Introduction

The typical aortic arch branching pattern (incidence from 64.9 up to 94.3%) [29] consists of the brachiocephalic trunk, the left common carotid artery (LCCA) and the left subclavian artery (LSA). The brachiocephalic trunk is further divided into the right subclavian artery (RSA) and the right common carotid artery (RCCA). The aberrant right subclavian artery (ARSA) is a relatively rare aberration (incidence from 0.16 in up to 4.4%) in the general population [4, 41] with a female predominance [25]. Patients with congenital heart defects have an ARSA incidence up to 3%, while Down syndrome patients present the highest range (2.9–100%) [25].
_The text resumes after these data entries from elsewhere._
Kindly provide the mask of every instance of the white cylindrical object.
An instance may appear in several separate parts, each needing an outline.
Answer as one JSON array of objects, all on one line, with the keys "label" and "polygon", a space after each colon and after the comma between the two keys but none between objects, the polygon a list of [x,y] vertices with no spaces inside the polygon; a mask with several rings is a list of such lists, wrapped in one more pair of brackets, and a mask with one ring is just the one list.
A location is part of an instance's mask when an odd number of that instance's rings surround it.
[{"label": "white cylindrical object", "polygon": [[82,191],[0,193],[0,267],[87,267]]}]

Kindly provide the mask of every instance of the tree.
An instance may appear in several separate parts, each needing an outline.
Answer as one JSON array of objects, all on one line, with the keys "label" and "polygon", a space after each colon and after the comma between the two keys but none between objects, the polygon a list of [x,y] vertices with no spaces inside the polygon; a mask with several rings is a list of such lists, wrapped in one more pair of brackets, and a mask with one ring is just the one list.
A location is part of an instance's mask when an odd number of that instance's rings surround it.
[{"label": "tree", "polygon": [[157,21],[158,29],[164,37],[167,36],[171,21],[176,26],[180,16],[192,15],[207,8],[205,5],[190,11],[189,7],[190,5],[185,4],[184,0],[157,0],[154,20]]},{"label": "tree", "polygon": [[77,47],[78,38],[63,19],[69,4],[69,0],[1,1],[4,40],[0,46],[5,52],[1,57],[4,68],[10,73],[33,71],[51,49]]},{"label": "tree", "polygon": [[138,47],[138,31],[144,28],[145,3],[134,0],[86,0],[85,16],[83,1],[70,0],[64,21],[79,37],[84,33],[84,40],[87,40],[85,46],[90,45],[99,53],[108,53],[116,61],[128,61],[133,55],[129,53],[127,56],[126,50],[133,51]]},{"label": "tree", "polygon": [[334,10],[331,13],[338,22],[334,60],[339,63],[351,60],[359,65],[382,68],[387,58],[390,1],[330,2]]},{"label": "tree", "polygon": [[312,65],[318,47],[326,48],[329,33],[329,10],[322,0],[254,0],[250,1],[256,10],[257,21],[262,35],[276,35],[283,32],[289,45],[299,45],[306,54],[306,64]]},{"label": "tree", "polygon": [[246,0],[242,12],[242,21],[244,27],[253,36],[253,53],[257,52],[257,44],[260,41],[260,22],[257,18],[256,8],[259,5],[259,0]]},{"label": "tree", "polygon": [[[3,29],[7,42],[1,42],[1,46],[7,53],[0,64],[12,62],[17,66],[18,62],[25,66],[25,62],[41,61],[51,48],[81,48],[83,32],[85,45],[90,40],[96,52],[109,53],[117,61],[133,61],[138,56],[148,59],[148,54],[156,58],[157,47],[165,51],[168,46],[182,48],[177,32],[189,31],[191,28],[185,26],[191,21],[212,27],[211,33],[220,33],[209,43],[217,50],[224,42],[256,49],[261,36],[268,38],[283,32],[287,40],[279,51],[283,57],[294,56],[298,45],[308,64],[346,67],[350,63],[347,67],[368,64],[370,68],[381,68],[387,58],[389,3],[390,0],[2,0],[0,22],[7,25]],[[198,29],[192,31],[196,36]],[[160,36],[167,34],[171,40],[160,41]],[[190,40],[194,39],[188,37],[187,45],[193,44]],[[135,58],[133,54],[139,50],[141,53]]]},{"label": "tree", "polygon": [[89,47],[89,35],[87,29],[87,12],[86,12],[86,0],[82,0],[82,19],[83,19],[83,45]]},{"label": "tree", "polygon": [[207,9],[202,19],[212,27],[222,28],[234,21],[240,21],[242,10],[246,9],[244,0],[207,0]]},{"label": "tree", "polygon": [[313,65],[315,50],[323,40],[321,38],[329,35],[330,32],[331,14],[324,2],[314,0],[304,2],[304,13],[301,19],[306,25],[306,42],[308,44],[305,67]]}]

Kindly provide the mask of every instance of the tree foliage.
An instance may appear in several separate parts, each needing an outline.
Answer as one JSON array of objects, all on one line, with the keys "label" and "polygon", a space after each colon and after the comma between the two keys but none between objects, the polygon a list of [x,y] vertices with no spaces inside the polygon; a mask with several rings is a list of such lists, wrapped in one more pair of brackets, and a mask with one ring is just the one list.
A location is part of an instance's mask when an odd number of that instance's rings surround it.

The ARSA may follow a retroesophageal course (80–84%), a course between trachea and esophagus (12.7–15%), or a pretracheal route (4.2–5%) [26] (Fig. 1). The atypical vessel may compress on trachea and esophagus, when forming an incomplete vascular ring around them [22]. The retroesophageal ARSA is particularly susceptible to extrinsic compression and pressure necrosis secondary to nasogastric and endotracheal tube insertion, predisposing to arterio-esophageal fistula formation [7, 17].

Fig. 1
figure 1

Diagrammatic ventral views of various aberrant right subclavian artery (ARSA) patterns. Posterior to trachea (T) and esophagus (E) (I), between T and E (II), and in front of T (III). Aortic arch arrangement from proximal to distal are: the brachiocephalic trunk (BT), the left common carotid artery (LCCA) and the left subclavian artery (LSA)

The first description of the ARSA is attributed to Hunauld, in 1735. Fifty-nine years later, David Bayford correlated ARSA presence with the development of a peculiar form of dysphagia to solids, the so-called dysphagia lusoria [31]. The term “arteria lusoria” has been incorrectly used by some authors, when referring to the ARSA, even in asymptomatic cases.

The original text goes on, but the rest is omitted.